The Brazilian president’s visit to Washington has refocused attention on the controversy over an Air Force decision to cancel the contract for the Light Air Support aircraft—a turboprop attack plane for Afghan forces—to be built jointly by Nevada-based Sierra Nevada and Brazil’s Embraer. Left out of this attention is what this story tells us about the current defense builddown.
The Light Air Support fleet was initially planned to include 20 planes for the Afghans, which the Air Force would complement with another 100 for itself to be used to train partners--like the Afghans--around the world. The Air Force’s version would be called the Light Attack and Armed Reconnaissance (LAAR) aircraft. Just a couple of years ago, the Air Force was profiling how this combination would improve the Air Force’s counterinsurgency and partnership capacity.
But then the Air Force dropped the LAAR program from 100 to only 15 aircraft, a plan funded in FY12. And this year, it cancelled its organic program altogether (page 158):
The LAAR program is terminated. Light attack air advisors will train in theater using methods similar to those already proven in other light aircraft. The Air Force has the ability to improve the capabilities of Partner Nation Air Forces using the foundational programs without procuring a niche aircraft to accomplish the training.

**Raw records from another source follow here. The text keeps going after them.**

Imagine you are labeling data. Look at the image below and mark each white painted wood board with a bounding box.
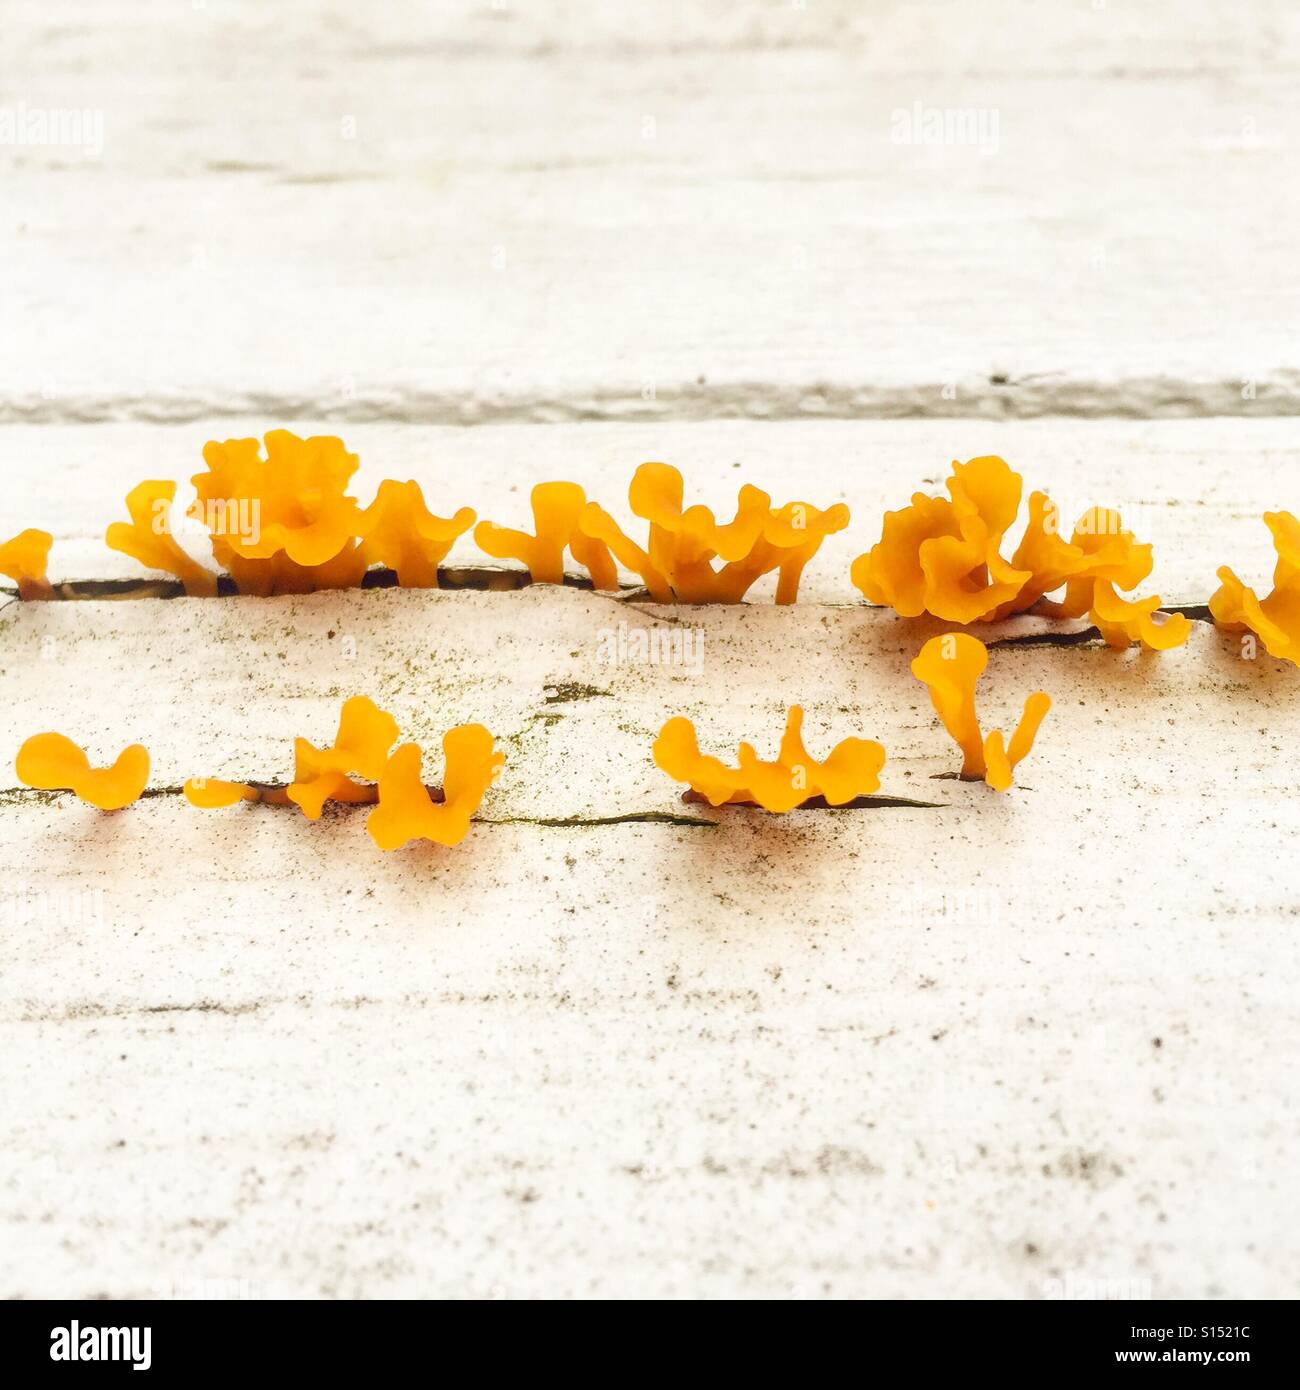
[4,2,1300,420]
[1,588,1297,1298]
[3,417,1294,606]
[2,0,1298,1304]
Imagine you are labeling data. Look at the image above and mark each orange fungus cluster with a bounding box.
[851,456,1189,651]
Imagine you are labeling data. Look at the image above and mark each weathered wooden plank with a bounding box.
[17,0,1297,68]
[4,0,1298,1305]
[3,494,1297,1298]
[4,4,1300,418]
[3,587,1295,814]
[3,417,1294,604]
[1,783,1295,1297]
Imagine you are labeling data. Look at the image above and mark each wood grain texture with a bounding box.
[3,0,1298,1302]
[4,2,1300,420]
[1,587,1297,1296]
[1,586,1294,813]
[3,416,1293,604]
[2,803,1294,1300]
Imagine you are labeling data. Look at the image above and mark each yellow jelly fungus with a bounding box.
[0,528,54,600]
[115,434,478,595]
[852,456,1030,622]
[183,778,260,808]
[192,430,369,595]
[652,705,886,812]
[286,695,401,820]
[105,480,220,597]
[359,479,476,588]
[853,460,1188,650]
[184,704,503,847]
[16,733,150,810]
[1083,581,1191,651]
[1002,499,1150,612]
[580,463,849,604]
[911,633,1050,792]
[474,481,619,589]
[1209,510,1300,666]
[1027,507,1190,650]
[367,726,505,850]
[856,458,1190,647]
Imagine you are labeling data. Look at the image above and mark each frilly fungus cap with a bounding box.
[17,733,150,810]
[581,463,848,604]
[654,705,886,812]
[1210,511,1300,666]
[0,528,54,600]
[853,457,1189,650]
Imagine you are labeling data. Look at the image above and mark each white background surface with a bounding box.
[1,1,1297,1299]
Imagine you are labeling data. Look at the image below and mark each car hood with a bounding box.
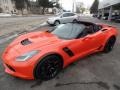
[4,31,62,55]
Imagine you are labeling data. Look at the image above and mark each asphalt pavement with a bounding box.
[0,16,120,90]
[0,15,51,36]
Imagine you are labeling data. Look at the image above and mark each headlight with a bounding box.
[16,50,39,61]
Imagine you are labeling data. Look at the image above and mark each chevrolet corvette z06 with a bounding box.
[2,21,118,80]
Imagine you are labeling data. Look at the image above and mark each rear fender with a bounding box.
[102,27,117,48]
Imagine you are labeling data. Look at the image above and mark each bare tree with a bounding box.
[38,0,54,14]
[12,0,30,15]
[90,0,99,14]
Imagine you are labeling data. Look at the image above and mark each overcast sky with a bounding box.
[60,0,95,11]
[33,0,97,11]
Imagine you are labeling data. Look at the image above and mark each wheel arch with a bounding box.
[102,35,116,53]
[45,53,64,66]
[103,28,117,46]
[109,35,116,40]
[103,34,116,49]
[106,34,116,43]
[33,52,64,79]
[73,19,77,21]
[54,20,60,23]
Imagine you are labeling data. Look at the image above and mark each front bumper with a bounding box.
[2,52,41,80]
[3,62,34,80]
[47,19,55,25]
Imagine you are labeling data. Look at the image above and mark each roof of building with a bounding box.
[99,0,120,9]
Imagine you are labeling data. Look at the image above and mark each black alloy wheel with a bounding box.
[34,55,63,80]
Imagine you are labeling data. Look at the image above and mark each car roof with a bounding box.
[63,12,75,14]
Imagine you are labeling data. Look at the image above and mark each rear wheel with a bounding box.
[103,36,116,53]
[34,55,63,80]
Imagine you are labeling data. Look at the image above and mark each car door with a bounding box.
[67,26,104,63]
[67,35,96,61]
[77,25,107,53]
[60,13,71,23]
[67,13,76,22]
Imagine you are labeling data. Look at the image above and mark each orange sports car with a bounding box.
[2,21,118,80]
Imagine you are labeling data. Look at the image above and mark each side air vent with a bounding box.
[63,47,74,57]
[21,38,32,45]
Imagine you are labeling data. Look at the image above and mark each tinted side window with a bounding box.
[69,13,75,16]
[63,13,69,17]
[94,25,102,32]
[77,26,94,38]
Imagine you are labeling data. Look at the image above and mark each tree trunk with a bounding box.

“Niche” is the key word. The services are focusing their resources on what they think is most important as budgets tighten, and niche capabilities aren’t it. The Afghans' 20 aircraft are actually funded by OCO money in the Afghanistan Security Forces Fund (p. 13), so no skin off the Air Force to fund it—and thus why there are inklings about the contract being relet. That’s the real story more than the supposed acquisition antics currently grabbing attention.